E o cerco fecha por todos os lados: o Fisco cruza o que você emitiu no Receita Saúde, o que o paciente declarou como despesa e, futuramente, o que consta na nota fiscal. Três fontes apontando para o mesmo atendimento. Não sobra muito espaço para improviso.
Então vai virar uma bagunça?
Vai dar trabalho — para quem se organizar em cima da hora. O ano de 2026 é o período de adaptação da Reforma: o CNPJ obrigatório do profissional de saúde pessoa física, o chamado CNPJ técnico, foi adiado para 1º de janeiro de 2027, e a nota fiscal do profissional PF entra no cronograma junto com ele.
Vale registrar um ponto que costuma gerar dúvida.
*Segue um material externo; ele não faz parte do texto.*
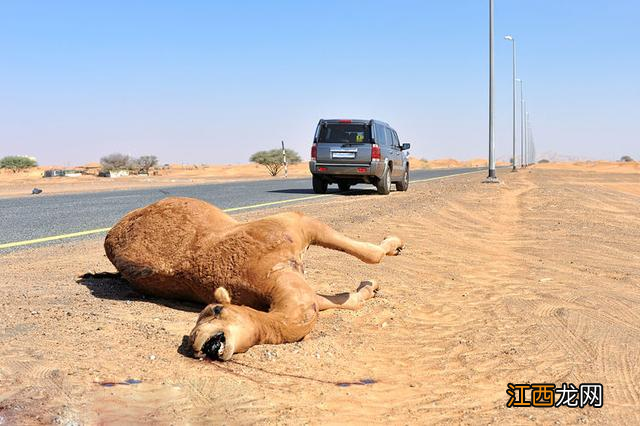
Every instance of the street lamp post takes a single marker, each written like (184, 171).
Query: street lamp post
(521, 124)
(513, 158)
(491, 178)
(526, 136)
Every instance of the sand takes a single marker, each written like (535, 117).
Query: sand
(533, 280)
(21, 184)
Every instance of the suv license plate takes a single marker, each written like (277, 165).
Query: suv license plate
(343, 155)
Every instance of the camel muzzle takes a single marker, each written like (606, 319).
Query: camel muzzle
(214, 347)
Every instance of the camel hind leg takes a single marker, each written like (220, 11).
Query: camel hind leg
(352, 301)
(325, 236)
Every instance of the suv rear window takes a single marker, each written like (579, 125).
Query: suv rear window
(344, 133)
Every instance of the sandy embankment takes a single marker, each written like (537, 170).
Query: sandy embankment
(534, 280)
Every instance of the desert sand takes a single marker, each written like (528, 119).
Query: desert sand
(22, 183)
(534, 280)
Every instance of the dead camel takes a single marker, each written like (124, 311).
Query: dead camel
(250, 274)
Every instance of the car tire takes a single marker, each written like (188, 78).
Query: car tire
(320, 185)
(403, 185)
(384, 183)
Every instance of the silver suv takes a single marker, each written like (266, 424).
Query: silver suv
(348, 152)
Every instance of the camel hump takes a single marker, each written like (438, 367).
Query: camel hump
(222, 296)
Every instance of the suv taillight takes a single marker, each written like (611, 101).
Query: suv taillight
(375, 152)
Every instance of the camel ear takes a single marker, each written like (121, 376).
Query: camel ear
(222, 296)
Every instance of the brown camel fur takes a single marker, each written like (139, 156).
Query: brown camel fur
(251, 274)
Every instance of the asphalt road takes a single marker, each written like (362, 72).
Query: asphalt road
(31, 218)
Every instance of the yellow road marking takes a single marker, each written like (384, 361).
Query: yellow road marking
(232, 209)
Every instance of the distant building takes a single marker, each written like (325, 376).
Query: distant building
(60, 173)
(114, 173)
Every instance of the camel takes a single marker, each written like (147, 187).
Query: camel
(249, 274)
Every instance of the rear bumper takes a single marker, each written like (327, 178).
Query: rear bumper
(376, 168)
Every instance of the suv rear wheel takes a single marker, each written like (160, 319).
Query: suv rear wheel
(403, 185)
(344, 186)
(384, 184)
(319, 185)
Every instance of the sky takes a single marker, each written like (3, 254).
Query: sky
(213, 82)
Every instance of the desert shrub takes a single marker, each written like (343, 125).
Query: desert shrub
(145, 162)
(272, 159)
(115, 161)
(17, 162)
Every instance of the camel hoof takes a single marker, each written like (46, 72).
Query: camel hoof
(214, 347)
(397, 245)
(371, 286)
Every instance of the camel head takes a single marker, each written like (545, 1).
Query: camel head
(222, 329)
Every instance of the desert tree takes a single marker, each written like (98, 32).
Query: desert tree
(115, 161)
(145, 162)
(272, 159)
(17, 162)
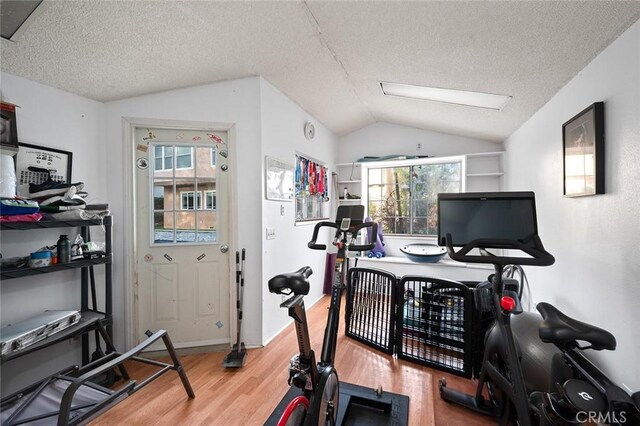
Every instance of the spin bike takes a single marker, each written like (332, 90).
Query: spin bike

A Lei Complementar 214/2025 prevê redução de 60% nas alíquotas de IBS/CBS para serviços de saúde — e é esse o percentual que se aplica ao dentista, ao médico e aos demais profissionais que prestam serviço de saúde diretamente ao paciente.
As regras ainda estão sendo detalhadas, e é provável que novidades pinguem até 2027. Mas quem já emite o Receita Saúde corretamente e mantém o controle dos parcelados vai apenas encaixar um passo novo em uma rotina que já funciona.
O que fazer agora
Três movimentos resolvem a maior parte do problema. Primeiro, emita o Receita Saúde a cada parcela recebida, na data certa e com o CPF do paciente — sem acumular para o fim do mês. Segundo, mantenha um controle simples por paciente: valor total do tratamento, parcelas já pagas e saldo em aberto. Uma planilha resolve; o que não resolve é a memória. Terceiro, acompanhe o cronograma da Reforma com quem entende do seu nicho, porque o calendário de obrigações não é o mesmo para todo mundo.
E há uma quarta pergunta que 2026 é o momento certo de responder: com as novas obrigações chegando, continuar atendendo como pessoa física ainda compensa no seu volume? Não existe resposta pronta. A conta depende do seu faturamento, das suas despesas, do INSS que você já recolhe e do enquadramento possível caso migre para PJ. Em alguns casos migrar reduz bastante a carga; em outros, sai mais caro. O que não dá é decidir no chute.
Dois documentos. Uma só organização.